If you like, reformat the json to make it human-readable:

$ python -m json.tool txn.json >pretty
$ mv pretty txn.json

Here’s how it looks as of hledger-1.17 (remember, this JSON corresponds to hledger’s Transaction and related data types):

{
    "tcode": "",
    "tcomment": "",
    "tdate": "2008-01-01",
    "tdate2": null,
    "tdescription": "income",
    "tindex": 1,
    "tpostings": [
        {
            "paccount": "assets:bank:checking",
            "pamount": [
                {
                    "acommodity": "$",
                    "aismultiplier": false,
                    "aprice": null,
                    "aquantity": {
                        "decimalMantissa": 10000000000,
                        "decimalPlaces": 10,
                        "floatingPoint": 1
                    },
                    "astyle": {
                        "ascommodityside": "L",
                        "ascommodityspaced": false,
                        "asdecimalpoint": ".",
                        "asdigitgroups": null,
                        "asprecision": 2
                    }
                }
            ],
            "pbalanceassertion": null,
            "pcomment": "",
            "pdate": null,
            "pdate2": null,
            "poriginal": null,
            "pstatus": "Unmarked",
            "ptags": [],
            "ptransaction_": "1",
            "ptype": "RegularPosting"
        },
        {
            "paccount": "income:salary",
            "pamount": [
                {
                    "acommodity": "$",
                    "aismultiplier": false,
                    "aprice": null,
                    "aquantity": {
                        "decimalMantissa": -10000000000,
                        "decimalPlaces": 10,
                        "floatingPoint": -1
                    },
                    "astyle": {
                        "ascommodityside": "L",
                        "ascommodityspaced": false,
                        "asdecimalpoint": ".",
                        "asdigitgroups": null,
                        "asprecision": 2
                    }
                }
            ],
            "pbalanceassertion": null,
            "pcomment": "",
            "pdate": null,
            "pdate2": null,
            "poriginal": null,
            "pstatus": "Unmarked",
            "ptags": [],
            "ptransaction_": "1",
            "ptype": "RegularPosting"
        }
    ],
    "tprecedingcomment": "",
    "tsourcepos": {
        "contents": [
            "",
            [
                1,
                1
            ]
        ],
        "tag": "JournalSourcePos"
    },
    "tstatus": "Unmarked",
    "ttags": []
}

And here’s how to test adding it with curl. This should add a new entry to your journal:

$ curl http://127.0.0.1:5000/add -X PUT -H 'Content-Type: application/json' --data-binary @txn.json

ENVIRONMENT

LEDGER_FILE The journal file path when not specified with -f. Default: ~/.hledger.journal (on windows, perhaps C:/Users/USER/.hledger.journal).

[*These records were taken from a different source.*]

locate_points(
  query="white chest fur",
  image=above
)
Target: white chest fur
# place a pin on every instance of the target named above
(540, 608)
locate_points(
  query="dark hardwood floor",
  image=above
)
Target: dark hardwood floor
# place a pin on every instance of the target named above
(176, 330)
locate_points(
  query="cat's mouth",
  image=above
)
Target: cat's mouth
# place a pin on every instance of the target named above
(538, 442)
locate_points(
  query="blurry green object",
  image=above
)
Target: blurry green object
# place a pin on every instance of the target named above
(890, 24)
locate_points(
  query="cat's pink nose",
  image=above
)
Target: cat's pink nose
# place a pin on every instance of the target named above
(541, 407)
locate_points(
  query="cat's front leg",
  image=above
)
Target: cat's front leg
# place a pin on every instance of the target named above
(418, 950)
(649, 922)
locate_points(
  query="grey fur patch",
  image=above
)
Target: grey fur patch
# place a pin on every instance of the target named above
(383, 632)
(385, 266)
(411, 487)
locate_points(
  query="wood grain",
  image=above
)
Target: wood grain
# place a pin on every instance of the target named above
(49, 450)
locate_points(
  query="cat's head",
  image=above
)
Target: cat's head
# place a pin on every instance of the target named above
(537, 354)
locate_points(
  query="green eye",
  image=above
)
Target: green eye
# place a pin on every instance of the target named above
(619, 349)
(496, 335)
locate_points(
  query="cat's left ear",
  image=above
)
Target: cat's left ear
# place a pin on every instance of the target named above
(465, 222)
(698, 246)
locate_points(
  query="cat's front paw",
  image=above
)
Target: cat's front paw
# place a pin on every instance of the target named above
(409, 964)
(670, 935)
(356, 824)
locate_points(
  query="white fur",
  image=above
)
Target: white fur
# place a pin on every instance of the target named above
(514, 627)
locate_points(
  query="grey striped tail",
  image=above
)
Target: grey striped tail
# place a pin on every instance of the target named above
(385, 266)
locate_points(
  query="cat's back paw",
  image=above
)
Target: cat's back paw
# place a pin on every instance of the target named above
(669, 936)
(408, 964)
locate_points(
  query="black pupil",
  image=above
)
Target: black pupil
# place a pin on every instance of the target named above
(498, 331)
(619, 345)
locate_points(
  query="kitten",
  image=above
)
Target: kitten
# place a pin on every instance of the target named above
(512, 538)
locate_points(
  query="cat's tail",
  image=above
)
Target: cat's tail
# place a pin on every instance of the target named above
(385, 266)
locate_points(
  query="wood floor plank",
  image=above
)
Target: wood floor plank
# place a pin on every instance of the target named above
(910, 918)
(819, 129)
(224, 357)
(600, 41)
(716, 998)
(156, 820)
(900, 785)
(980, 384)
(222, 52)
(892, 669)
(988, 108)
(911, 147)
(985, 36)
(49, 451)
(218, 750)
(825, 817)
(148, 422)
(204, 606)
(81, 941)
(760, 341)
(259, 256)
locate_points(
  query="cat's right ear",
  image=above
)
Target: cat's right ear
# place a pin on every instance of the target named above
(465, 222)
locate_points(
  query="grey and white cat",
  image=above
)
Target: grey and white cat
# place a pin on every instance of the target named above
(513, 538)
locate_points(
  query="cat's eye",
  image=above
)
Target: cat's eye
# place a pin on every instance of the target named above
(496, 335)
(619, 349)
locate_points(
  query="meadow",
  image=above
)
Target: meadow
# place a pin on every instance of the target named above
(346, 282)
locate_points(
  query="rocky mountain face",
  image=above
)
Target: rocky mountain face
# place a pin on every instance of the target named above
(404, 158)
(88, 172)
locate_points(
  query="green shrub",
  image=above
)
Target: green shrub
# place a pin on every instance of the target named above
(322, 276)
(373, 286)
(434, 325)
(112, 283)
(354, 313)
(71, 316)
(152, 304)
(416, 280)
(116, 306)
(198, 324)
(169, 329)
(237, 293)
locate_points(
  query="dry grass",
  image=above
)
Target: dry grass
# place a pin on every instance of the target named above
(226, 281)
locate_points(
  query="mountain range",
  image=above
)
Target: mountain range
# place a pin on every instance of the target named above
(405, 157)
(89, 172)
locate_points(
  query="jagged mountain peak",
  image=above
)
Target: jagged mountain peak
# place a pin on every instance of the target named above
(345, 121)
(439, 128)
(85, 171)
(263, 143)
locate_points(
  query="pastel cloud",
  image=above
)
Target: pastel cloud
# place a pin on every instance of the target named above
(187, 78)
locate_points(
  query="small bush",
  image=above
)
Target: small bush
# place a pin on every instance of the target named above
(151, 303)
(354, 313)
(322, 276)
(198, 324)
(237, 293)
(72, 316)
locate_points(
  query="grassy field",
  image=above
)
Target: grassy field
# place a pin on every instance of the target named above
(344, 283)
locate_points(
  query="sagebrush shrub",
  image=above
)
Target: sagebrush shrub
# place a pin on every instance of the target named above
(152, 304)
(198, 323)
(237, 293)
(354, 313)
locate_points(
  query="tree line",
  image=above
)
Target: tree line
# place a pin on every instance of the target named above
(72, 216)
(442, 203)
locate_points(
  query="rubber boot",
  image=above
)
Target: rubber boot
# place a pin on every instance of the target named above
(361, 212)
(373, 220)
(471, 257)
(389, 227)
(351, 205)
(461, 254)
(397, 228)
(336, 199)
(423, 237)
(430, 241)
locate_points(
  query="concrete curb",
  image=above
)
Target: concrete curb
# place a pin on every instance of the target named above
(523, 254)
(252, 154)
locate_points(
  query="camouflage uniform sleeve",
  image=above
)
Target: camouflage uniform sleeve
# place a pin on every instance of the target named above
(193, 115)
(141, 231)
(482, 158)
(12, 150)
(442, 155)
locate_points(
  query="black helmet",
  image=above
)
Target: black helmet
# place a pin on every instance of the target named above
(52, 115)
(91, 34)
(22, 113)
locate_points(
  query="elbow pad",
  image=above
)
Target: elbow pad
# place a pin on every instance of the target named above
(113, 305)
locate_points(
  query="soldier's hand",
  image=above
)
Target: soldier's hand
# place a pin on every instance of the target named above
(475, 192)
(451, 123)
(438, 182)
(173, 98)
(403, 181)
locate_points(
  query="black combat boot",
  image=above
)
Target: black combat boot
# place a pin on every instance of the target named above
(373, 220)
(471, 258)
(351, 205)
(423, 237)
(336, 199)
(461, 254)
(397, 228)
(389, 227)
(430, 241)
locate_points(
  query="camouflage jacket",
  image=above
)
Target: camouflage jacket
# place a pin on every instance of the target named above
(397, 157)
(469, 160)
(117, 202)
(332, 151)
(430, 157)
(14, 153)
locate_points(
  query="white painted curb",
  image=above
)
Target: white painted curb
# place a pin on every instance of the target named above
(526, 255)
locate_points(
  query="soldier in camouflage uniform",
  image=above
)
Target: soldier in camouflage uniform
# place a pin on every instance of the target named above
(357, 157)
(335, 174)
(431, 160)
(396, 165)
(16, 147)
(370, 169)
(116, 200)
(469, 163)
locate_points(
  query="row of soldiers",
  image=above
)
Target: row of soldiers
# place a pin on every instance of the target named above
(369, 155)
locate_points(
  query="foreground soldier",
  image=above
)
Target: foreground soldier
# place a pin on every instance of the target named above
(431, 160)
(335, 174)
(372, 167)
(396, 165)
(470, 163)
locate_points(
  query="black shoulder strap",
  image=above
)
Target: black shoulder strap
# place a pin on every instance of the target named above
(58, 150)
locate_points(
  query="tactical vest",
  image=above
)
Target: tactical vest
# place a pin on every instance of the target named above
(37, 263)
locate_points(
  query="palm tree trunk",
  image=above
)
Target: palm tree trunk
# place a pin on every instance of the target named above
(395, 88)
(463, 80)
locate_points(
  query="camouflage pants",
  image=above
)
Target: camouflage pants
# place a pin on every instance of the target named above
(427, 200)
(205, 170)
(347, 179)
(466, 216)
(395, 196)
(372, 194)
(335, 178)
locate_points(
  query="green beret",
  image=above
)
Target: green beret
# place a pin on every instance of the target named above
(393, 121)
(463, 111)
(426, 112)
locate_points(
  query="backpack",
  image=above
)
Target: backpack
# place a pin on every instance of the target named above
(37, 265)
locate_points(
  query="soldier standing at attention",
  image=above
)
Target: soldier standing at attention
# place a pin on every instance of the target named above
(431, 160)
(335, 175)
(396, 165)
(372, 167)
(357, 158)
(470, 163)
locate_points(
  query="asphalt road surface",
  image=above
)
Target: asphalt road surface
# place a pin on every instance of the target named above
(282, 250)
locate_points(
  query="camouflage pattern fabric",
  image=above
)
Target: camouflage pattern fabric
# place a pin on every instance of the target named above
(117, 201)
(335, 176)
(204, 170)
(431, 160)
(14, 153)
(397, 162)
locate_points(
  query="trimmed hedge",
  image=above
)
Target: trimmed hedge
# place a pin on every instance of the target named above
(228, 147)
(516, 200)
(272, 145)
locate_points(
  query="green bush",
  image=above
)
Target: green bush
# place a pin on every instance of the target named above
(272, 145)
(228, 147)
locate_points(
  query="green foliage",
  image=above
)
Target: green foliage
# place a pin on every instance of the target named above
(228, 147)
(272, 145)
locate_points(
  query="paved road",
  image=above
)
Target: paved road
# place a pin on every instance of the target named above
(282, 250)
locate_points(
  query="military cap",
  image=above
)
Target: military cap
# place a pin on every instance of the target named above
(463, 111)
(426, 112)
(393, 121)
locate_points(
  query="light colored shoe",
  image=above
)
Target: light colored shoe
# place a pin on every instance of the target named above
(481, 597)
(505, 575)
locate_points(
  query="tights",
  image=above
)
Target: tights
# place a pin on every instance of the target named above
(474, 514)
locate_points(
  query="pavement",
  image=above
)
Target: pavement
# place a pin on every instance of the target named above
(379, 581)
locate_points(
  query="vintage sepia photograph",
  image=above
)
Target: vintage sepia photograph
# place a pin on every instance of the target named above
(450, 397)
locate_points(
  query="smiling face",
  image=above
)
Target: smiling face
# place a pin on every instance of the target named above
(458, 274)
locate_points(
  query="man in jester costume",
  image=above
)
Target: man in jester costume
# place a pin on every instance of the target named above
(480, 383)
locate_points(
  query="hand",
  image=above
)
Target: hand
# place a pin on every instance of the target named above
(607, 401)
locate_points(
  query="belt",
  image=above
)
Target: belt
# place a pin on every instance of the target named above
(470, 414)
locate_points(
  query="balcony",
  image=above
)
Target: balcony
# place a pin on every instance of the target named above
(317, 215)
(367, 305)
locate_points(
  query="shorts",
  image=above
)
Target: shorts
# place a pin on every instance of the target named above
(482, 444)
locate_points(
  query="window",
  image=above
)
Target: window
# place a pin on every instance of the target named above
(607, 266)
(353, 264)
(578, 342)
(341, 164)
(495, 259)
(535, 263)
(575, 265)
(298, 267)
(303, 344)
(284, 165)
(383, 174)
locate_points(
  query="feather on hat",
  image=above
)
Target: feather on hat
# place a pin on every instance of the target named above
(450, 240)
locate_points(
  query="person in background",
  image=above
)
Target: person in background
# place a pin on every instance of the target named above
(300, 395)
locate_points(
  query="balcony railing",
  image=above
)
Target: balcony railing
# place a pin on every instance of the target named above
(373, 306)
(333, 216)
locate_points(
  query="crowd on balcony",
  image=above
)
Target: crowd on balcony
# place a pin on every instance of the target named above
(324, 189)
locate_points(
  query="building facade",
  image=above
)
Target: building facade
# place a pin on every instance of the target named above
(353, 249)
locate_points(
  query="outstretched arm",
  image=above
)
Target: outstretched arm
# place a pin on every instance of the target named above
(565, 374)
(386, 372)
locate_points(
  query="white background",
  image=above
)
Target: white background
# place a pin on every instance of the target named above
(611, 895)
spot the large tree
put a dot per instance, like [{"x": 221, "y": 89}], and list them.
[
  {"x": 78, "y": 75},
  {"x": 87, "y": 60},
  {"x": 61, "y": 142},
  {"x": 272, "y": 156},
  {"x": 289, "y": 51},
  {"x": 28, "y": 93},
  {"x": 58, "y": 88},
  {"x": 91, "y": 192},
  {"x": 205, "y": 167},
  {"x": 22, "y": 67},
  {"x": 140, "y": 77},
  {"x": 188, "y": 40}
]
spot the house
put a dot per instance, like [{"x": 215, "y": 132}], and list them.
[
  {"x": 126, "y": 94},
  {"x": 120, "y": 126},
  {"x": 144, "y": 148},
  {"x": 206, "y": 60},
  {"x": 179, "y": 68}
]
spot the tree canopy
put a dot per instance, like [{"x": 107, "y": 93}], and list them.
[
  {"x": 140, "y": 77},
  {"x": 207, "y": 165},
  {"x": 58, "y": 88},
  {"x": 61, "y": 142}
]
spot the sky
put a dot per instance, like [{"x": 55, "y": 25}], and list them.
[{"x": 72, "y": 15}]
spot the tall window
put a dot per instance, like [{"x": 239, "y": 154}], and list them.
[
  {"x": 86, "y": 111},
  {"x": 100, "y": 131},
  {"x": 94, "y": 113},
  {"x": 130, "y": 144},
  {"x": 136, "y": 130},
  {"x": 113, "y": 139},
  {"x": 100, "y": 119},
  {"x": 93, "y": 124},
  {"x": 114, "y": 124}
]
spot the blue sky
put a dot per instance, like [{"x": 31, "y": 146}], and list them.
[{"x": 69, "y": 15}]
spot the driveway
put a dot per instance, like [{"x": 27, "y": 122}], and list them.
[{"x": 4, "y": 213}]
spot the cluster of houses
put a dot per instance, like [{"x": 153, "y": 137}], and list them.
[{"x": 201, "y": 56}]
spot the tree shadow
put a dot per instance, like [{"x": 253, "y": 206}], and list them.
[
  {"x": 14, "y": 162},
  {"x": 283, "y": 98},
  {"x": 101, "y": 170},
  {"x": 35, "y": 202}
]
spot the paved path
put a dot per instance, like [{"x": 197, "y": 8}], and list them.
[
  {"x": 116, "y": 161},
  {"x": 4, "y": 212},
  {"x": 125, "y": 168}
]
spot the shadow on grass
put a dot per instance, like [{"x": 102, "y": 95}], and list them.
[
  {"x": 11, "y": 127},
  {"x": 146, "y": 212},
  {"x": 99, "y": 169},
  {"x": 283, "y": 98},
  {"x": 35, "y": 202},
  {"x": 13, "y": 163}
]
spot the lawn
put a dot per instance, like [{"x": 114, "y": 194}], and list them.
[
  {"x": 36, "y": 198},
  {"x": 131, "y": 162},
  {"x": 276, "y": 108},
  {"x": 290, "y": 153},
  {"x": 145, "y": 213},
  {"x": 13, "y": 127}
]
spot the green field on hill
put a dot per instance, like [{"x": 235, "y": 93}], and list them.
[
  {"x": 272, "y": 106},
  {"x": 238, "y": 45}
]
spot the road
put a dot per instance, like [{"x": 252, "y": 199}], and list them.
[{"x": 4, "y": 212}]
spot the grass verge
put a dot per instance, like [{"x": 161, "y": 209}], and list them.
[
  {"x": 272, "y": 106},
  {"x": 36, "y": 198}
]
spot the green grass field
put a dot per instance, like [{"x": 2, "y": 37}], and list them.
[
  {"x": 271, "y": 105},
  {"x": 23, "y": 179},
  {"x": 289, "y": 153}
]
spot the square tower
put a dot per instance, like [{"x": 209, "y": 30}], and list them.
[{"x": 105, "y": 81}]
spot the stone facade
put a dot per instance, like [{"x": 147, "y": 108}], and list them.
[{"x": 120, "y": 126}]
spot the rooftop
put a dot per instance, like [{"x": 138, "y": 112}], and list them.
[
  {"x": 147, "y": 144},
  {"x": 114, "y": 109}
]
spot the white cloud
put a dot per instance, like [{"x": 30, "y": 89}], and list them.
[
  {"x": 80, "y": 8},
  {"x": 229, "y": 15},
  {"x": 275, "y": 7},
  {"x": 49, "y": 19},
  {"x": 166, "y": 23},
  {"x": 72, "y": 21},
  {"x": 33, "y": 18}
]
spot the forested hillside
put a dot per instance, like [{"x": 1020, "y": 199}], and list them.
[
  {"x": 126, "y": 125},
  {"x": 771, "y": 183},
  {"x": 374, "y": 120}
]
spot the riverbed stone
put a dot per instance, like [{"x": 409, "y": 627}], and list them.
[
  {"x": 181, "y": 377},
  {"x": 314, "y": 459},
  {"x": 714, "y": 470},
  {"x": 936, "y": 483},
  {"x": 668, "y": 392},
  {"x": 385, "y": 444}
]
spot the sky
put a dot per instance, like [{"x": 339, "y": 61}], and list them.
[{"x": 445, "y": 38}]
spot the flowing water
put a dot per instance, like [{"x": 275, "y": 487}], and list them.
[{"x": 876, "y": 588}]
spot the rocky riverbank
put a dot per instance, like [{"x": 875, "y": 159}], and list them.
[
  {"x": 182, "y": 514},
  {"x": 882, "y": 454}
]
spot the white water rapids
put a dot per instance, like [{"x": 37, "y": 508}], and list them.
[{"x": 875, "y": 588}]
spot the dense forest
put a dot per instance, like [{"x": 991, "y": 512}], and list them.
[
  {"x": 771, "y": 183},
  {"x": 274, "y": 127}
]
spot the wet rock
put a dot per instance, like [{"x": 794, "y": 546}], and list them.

A typical value is ~/DIR/YYYY.journal, where DIR is a version-controlled finance directory and YYYY is the current year. Or ~/DIR/current.journal, where current.journal is a symbolic link to YYYY.journal.

On Mac computers, you can set this and other environment variables in a more thorough way that also affects applications started from the GUI (say, an Emacs dock icon). Eg on MacOS Catalina I have a ~/.MacOSX/environment.plist file containing

{
  "LEDGER_FILE" : "~/finance/current.journal"
}

To see the effect you may need to killall Dock, or reboot.

FILES

Reads data from one or more files in hledger journal, timeclock, timedot, or CSV format specified with -f, or $LEDGER_FILE, or $HOME/.hledger.journal (on windows, perhaps C:/Users/USER/.hledger.journal).

BUGS

The need to precede options with -- when invoked from hledger is awkward.

-f- doesn’t work (hledger-web can’t read from stdin).

Query arguments and some hledger options are ignored.

Does not work in text-mode browsers.

Does not work well on small screens.